Scrupulous fidelity to the source material makes Liv Ullmann’s adaptation of “Miss Julie” perfect for theater classes, but also keeps this latest version of Strindberg’s 1888 drama from coming alive onscreen. There’s much to admire in the performances of Jessica Chastain, Colin Farrell and Samantha Morton, embodying a psychosexual triangle that implodes during a few hours’ span, but admiration rather than emotional involvement is the most one feels here. Compared to what remains the work’s filmic gold standard, Alf Sjoberg’s classic 1951 version, this is a glorified performance record of what might have been a fine stage production, but one that has sadly turned rather tedious in the translation. It would probably play better as a prestige tube item; niche theatrical prospects are minor.
As helmer and adapter, Ullmann has taken major liberties that include paring away all minor roles (even most references to them) in order to focus exclusively on the leading character trio, and, for the sake of an English-language cast, transposing the action from late-19th-century rural Sweden to Ireland in the same era. She also adds a brief prologue showing the young Julie, played by Nora McMenamy, as a lonely, motherless child.

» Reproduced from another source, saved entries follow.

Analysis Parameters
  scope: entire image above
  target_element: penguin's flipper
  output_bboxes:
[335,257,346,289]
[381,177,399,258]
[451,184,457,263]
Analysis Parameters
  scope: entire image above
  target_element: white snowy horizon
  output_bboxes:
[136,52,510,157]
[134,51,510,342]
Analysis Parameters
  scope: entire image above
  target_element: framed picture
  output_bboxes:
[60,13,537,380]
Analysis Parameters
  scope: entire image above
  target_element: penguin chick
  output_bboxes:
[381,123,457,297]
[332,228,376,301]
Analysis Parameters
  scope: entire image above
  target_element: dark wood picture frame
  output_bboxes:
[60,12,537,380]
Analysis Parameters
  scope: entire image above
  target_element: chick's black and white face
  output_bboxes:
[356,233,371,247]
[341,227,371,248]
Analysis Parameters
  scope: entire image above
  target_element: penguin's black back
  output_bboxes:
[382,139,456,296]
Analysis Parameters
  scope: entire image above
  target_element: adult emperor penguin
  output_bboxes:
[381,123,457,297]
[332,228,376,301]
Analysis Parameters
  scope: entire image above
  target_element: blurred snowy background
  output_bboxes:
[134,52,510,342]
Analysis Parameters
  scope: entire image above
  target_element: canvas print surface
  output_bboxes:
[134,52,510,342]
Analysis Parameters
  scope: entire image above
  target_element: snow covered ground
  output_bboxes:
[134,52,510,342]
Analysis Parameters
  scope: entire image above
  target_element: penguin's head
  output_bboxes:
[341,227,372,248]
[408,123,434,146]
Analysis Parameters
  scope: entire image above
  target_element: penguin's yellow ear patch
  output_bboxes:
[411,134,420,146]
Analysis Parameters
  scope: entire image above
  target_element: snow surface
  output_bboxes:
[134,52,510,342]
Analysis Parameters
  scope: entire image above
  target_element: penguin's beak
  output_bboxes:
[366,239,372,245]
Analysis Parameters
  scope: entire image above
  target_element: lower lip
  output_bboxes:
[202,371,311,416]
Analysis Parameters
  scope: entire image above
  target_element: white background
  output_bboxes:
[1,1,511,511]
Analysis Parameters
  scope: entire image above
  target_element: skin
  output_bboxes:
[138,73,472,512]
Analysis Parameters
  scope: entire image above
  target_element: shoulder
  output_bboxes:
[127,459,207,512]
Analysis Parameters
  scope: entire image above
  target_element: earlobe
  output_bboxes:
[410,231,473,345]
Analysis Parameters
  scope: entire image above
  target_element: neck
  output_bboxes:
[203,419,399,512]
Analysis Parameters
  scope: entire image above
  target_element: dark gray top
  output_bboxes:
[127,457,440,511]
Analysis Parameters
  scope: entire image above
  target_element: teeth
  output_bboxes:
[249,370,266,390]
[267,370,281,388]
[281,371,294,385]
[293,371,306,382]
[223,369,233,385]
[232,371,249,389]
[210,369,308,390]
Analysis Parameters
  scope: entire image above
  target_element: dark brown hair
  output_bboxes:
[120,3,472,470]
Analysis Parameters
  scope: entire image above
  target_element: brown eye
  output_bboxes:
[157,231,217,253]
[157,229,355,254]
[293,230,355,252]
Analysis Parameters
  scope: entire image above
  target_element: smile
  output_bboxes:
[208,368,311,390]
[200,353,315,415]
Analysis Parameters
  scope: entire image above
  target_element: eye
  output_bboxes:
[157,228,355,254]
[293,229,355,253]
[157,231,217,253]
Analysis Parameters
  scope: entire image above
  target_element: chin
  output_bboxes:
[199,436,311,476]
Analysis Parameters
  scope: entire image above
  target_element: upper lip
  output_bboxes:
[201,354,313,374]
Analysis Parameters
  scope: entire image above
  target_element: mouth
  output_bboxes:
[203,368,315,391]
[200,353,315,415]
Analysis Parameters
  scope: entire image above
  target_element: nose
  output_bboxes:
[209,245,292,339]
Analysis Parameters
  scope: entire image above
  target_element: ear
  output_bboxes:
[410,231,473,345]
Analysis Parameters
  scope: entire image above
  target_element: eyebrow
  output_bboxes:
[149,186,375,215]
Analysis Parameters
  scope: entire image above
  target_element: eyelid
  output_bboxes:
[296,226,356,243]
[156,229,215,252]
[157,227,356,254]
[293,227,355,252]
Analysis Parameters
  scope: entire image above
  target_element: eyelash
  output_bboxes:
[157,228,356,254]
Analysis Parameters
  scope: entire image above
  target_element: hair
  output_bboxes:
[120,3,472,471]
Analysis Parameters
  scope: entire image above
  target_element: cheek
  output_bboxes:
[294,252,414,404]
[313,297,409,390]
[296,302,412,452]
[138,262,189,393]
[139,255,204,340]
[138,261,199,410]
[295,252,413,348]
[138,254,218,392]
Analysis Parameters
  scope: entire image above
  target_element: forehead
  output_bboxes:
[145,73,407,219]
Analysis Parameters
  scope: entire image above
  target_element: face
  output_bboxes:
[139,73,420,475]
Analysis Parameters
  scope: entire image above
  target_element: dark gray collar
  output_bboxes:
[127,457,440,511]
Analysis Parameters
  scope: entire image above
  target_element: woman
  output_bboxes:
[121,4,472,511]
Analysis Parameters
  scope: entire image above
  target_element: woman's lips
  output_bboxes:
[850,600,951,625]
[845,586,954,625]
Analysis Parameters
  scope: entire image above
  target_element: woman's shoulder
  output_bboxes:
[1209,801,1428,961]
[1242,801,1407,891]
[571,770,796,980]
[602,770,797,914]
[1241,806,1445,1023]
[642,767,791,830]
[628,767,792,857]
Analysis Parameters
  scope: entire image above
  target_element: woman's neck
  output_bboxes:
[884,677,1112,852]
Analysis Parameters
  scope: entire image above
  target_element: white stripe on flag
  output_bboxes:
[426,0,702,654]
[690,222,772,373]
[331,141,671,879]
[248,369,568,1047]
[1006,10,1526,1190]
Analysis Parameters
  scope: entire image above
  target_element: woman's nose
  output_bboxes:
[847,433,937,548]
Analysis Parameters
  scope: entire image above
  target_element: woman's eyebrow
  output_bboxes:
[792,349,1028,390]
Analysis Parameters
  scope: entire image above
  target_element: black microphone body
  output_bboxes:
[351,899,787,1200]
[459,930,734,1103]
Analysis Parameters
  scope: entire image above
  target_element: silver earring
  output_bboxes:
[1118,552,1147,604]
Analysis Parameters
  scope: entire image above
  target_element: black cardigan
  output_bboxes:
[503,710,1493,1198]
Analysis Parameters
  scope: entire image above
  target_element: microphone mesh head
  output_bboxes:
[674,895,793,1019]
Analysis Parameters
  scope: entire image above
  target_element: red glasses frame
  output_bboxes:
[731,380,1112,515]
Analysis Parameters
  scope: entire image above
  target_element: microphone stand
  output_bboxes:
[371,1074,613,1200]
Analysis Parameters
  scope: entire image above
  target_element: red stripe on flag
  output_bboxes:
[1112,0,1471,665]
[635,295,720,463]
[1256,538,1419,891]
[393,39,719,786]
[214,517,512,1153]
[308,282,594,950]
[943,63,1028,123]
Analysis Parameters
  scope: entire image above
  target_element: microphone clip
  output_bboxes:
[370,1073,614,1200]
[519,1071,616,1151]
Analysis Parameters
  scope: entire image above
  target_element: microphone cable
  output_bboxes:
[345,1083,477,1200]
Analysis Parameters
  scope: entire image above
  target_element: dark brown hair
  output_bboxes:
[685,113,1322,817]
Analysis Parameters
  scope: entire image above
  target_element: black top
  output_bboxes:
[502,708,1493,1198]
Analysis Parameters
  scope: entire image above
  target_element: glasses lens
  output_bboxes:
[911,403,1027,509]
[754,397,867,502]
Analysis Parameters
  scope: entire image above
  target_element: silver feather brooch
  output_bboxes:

At a baron’s country estate, the titular figure (Chastain) is in a state of high nervous excitement. Her father away, the servants are carousing in the barn during the annual Midsummer’s Eve celebration, and Miss Julie is abuzz with frustrated yearning. Heedless of scandal, flush from dancing and drink, she points that hunger at her father’s valet, John (Farrell). Never mind that she does this right under the nose of his pious fiancee, cook Kathleen (Morton).
“You’re playing with fire,” he warns her but, after further insistence, reveals he’s been infatuated with her since boyhood, though the difference in their stations made her seem as remote as the moon. Alternately chummy, desperate and imperious, and not above ordering him to obey highly inappropriate whims (such as kissing her boot), Julie manipulates his inflamed passions until they both lose all control. In the disillusioned aftermath, however, the balance of power shifts, as John proves mercenary and callous toward her new “fallen woman” status. Meanwhile, she weighs her options with rising panic. The ultimate price of their violating all propriety is captured in a striking final overhead image — just about the only moment of pure visual interest here.
While the play now seems considerably less naturalistic than it did to audiences originally, Strindberg’s brutal insights into how class, economics, desire and religion impact relations between the sexes retains its potency. But it’s a highly theatrical work, and Ullmann neither underscores that theatricality nor successfully opens up the text as Sjoberg and others have. There are scattered scenes outdoors, and some roaming about the vast yet plain manse (the pic was entirely shot in and around a historic castle). But at least four-fifths of the film’s progress remains stuck in the kitchen, creating an inevitable feel of static garrulousness that a more abstract and/or locationally diversified interpretation might have avoided. Sjoberg’s version is 40 minutes shorter, yet evokes a whole world of everyday life, while Ullmann’s feels stagebound, cut off from any exterior reality.
The three thesps are impressive, with Chastain and Farrell delivering fevered performances that might have been knockouts on the boards, but in this respectfully flat approach feel a bit overscaled — you can see their virtuoso technique at work. Benefiting from playing a contrastingly far less mercurial figure, Morton makes a strong imprint, limning without condescension Kathleen’s simple, clear-headed faith and morality.
The score consists of newly recorded classical pieces by Chopin, Schubert, Schumann, etc. Tech/design contributions are solid, though none are allowed to provide the kind of bolder note this plodding treatment could have used.